Humans are getting sexier, marijuana is acting as birth control and global warming warnings are using "climate porn."

Looks Be A Lady
According to a study out of the London School of Economics, girls may be getting sexier with each generation. Satoshi Kanazawa found that ‘very attractive’ individuals are 36% more likely to beget a daughter than those rated less-than-stunning. Kanazawa based his conclusions on nearly 3,000 in-home interviews with parents aged 18 to 28, during which the interviewer rated the attractiveness of the subject. Kanazawa says his work supports the idea that parents produce children who will benefit more from their parents’ attributes: Physically attractive parents tend to have female children, while males tend to be born to parents who can be considered attractive for other attributes such as strength. He says this theory is a generalization of the Trivers-Willard hypothesis, which proposes that parents should invest more in the sex that has greater reproductive potential. Kanazawa has authored other surely uncontroversial papers, such as “Why beautiful people are more intelligent,” and “Teaching may be hazardous to your marriage,” which contends that male high school teachers and college professors constantly exposed to young women may begin to find their wives less attractive and their marriages less satisfying.
Update: There may be some statistical issues with the figures cited in the study.

Mel O’ Drama
While newscasters, bloggers and sane people everywhere dropped their jaws at Mel Gibson’s anti-Semitic drunken tirade, experts tried to determine what caused his unsavory comments: racism or sheer intoxication. University of Kentucky psychologist Mark Fillmore fell on the alcohol-doesn’t-create-anti-Semitism side, saying “Alcohol doesn’t produce new behaviors. It releases things that people believe or know.” Steven Sussman, a USC professor of preventative medicine and psychology, said that drunk people can sometimes say things they don’t believe just to be belligerent and provocative. “Basically, the person talks gibberish,” said Bankole Johnson, chairman of psychiatric medicine at the University of Virginia, who gave the most credit to booze. “They might not even be certain of what they are saying,” he continued. “They don’t understand what they are saying, and they don’t mean what they are saying.” That may be true, Dr. Johnson. However the statement, “The Jews are responsible for all the wars in the world” is a lot of things, but gibberish it ain’t.

Weeding Out the Runts
Hey, teenagers, are you smoking pot and having unprotected sex? Science has good news for you: A recent study published in the Journal of Clinical Investigation found that in mice using cannabis around the time of conception can prevent pregnancy. THC, the active ingredient in marijuana, binds to cannabinoid receptors CB1 and CB2, which are found not only in the brain but also in sperm, eggs and newly formed embryos. Once it binds, it can prevent transport and implantation of the embryos. Other studies show that cannabis use can negatively affect fertility in men. Together, they make a not-so-bad case for marijuana as birth control.

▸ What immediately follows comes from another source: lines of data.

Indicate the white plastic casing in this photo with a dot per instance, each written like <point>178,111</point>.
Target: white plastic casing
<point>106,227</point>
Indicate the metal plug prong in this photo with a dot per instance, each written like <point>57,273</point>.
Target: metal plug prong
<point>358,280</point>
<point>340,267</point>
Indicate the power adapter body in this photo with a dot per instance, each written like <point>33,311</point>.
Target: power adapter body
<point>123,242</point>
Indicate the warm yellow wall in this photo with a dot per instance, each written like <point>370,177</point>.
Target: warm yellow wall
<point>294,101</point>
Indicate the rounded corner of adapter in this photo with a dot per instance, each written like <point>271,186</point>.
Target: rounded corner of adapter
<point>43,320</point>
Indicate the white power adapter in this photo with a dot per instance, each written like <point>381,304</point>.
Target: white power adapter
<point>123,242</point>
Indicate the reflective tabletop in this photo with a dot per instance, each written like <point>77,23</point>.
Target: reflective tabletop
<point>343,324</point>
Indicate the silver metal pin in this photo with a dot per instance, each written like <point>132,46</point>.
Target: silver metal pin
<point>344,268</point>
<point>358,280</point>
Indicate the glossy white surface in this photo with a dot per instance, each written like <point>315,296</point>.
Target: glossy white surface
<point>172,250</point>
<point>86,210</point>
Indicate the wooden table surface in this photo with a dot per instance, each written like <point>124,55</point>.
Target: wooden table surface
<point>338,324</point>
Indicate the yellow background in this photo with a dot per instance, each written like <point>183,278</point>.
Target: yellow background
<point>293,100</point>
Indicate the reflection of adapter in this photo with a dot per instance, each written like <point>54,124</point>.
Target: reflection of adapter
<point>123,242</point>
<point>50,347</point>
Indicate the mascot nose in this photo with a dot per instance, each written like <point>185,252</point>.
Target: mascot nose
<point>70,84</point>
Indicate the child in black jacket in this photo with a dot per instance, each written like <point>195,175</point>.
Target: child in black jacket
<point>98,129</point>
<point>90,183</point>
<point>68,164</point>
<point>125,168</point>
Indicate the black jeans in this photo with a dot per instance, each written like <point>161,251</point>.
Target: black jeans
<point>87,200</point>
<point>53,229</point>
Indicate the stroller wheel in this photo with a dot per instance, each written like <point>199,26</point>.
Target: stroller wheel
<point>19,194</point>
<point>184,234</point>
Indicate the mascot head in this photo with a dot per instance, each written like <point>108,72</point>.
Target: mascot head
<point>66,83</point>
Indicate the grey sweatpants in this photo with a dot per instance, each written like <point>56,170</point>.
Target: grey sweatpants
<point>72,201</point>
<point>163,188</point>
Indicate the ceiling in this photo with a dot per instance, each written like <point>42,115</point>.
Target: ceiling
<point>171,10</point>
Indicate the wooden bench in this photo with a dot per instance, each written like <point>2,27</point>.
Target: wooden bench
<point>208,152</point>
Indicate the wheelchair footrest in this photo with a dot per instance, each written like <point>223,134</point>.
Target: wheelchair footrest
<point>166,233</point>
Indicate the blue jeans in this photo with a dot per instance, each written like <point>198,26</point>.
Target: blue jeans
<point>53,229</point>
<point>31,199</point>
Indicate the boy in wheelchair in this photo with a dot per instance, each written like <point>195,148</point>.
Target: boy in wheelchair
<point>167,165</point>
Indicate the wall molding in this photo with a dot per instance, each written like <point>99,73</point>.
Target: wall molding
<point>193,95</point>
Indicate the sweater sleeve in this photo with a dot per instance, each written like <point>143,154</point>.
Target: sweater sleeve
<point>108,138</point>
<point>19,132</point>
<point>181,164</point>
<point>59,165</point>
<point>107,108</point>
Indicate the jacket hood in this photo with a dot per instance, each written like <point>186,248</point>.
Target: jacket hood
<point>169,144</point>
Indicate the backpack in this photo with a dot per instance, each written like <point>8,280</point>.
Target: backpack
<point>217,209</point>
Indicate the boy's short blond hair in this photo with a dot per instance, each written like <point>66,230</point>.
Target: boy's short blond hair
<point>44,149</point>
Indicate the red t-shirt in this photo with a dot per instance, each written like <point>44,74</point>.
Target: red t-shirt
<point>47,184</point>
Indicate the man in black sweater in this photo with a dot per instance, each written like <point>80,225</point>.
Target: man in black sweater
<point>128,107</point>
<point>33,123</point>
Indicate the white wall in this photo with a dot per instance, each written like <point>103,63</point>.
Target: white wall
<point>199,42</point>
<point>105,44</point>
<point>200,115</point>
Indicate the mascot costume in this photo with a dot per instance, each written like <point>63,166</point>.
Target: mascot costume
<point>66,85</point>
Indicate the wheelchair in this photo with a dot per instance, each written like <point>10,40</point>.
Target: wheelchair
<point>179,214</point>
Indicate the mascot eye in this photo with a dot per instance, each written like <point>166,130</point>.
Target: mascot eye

While environmentalists whine about the melting of the polar ice caps, one group of Greenlanders is making the best of the situation. An entrepreneurial company is turning the melted Arctic Island into beer. The first ever Inuit microbrewery is taking the fine water—over 2,000 years old and pollutant-free, according to the brewers—and using it to produce ale that supposedly tastes cleaner and smoother than other beers. The first 66,000 liters are on their way to Denmark, and the brewery says the US and Germany have expressed interest in the product.

A Taste for Fat
If many a modern man is attracted to an unhealthily thin female ideal, a new paper may suggest a way to halt their unrealistic expectations: Instead of forcing women to fit this image by losing weight, starve the men. The study, published in the British Journal of Psychology, demonstrates that “caloric dissatisfaction” can influence preference for female body weight. Researchers showed pictures of women’s bodies to 30 hungry men and 31 sated men and asked them to rate the photos for attractiveness. The hungry men put their highest rating on women who were heavier than those preferred by the full fellows, and they rated obese women higher than their sated counterparts. The authors suggest that old associations between weight and health—the heavier you are, the more likely your are to be properly nourished—still influence men’s preference.

Is It Hot In Here, Or ...
The progressive Institute for Public Policy Research (IPPR) has issued a report accusing newspapers, environmental groups and the UK government of using “climate porn” to show the effects of global warming. The report contends that this brand of alarmism makes people resigned to their fate and unwilling to take action. The report also criticizes campaigns that call for small actions with language of “ease, convenience and effortless agency.” When headlines such as “20 things you can do to save the planet from destruction” juxtapose the mundane with alarmism, the IPPR asks, how can we take the rhetoric of impending catastrophe seriously? The report suggests that communicators market climate-friendly activity as a brand. Hopefully it won’t have too many competitors.